Literature DB >> 8752339

Clonally diverse rfb gene clusters are involved in expression of a family of related D-galactan O antigens in Klebsiella species.

R F Kelly1, C Whitfield.   

Abstract

Klebsiella species express a family of structurally related lipopolysaccharide O antigens which share a common backbone known as D-galactan I. Serotype specificity results from modification of D-galactan I by addition of domains of altered structure or by substitution with O-acetyl and/or alpha-D-Galp side groups with various linkages and stoichiometries. In the prototype, Klebsiella serotype O1, the his-linked rfb gene cluster is required for synthesis of D-galactan I, but genes conferring serotype specificity are unlinked.

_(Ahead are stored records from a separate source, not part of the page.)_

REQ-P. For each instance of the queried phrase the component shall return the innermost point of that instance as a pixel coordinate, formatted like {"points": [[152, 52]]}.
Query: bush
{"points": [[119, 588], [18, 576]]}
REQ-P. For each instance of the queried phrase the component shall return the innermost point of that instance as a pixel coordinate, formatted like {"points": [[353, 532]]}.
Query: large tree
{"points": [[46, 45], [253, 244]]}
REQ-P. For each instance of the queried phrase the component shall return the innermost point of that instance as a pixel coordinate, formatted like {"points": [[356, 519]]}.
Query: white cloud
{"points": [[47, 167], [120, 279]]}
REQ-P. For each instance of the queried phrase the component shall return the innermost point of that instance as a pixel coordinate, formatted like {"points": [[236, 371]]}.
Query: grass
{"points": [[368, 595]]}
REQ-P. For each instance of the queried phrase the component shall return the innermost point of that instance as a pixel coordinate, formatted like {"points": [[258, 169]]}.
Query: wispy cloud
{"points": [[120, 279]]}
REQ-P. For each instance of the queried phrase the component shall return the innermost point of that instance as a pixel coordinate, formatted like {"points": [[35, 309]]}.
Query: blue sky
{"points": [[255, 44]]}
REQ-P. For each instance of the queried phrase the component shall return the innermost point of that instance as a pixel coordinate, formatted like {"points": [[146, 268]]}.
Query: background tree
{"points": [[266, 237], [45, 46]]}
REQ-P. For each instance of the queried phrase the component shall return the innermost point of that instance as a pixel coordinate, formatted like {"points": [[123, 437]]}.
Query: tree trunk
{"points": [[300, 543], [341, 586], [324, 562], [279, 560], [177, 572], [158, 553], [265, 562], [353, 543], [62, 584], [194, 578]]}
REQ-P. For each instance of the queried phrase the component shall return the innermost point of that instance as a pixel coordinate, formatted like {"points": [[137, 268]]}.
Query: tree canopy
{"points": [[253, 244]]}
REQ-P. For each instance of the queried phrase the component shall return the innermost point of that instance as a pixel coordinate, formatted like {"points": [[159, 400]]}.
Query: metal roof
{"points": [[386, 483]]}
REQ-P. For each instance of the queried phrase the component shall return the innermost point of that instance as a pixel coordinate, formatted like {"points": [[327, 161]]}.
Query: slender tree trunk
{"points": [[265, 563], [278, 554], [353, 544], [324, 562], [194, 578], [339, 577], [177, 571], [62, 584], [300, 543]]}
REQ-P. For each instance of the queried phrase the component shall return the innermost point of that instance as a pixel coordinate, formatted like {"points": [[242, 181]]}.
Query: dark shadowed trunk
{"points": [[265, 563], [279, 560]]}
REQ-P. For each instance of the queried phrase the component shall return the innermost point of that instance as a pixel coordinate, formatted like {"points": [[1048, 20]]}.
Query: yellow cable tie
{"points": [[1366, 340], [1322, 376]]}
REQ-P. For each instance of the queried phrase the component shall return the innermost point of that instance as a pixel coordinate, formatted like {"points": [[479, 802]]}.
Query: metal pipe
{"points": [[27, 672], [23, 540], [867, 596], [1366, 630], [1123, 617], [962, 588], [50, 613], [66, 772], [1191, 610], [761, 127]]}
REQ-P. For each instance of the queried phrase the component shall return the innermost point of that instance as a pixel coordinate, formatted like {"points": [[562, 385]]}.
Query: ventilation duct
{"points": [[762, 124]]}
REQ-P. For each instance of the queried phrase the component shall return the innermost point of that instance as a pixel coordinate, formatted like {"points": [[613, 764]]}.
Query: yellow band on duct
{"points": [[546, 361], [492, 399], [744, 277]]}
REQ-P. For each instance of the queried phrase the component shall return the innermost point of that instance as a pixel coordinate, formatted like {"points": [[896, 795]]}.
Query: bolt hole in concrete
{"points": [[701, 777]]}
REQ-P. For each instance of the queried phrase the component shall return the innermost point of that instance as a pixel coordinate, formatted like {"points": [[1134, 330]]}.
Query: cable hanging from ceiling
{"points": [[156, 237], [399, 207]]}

The D-galactan I part of the O polysaccharide is O acetylated in Klebsiella serotype O8. By cloning the rfb region from Klebsiella serotype O8 and analyzing the O polysaccharide synthesized in Escherichia coli K-12 hosts, we show that, like rfbO1, the rfbO8 region directs formation of unmodified D-galactan I. The rfbAB genes encode an ATP-binding cassette transporter required for export of polymeric D-galactan I across the plasma membrane prior to completion of the lipopolysaccharide molecule by ligation of the O polysaccharide to lipid A-core. Complementation experiments show that the rfbAB gene products in serotypes O1 and O8 are functionally equivalent and interchangeable. Hybridization experiments and physical mapping of the rfb regions in related Klebsiella serotypes suggest the existence of shared rfb genes with a common organization. However, despite the functional equivalence of these rfb gene clusters, at least three distinct clonal groups were detected in different Klebsiella species and subspecies, on the basis of Southern hybridization experiments carried out under high-stringency conditions. The clonal groups cannot be predicted by features of the O-antigen structure. To examine the relationships in more detail, the complete nucleotide sequence of the serotype O8 rfb cluster was determined and compared with that of the serotype O1 prototype. The nucleotide sequences for the six rfb genes showed variations in moles percent G+C values and in the values for nucleotide sequence identity, which ranged from 66.9 to 79.7%. The predicted polypeptides ranged from 64.3% identity (78.4% total similarity) to 94.3% identity (98.0% similarity). The results presented here are not consistent with dissemination of the Klebsiella D-galactan I rfb genes through recent lateral transfer events.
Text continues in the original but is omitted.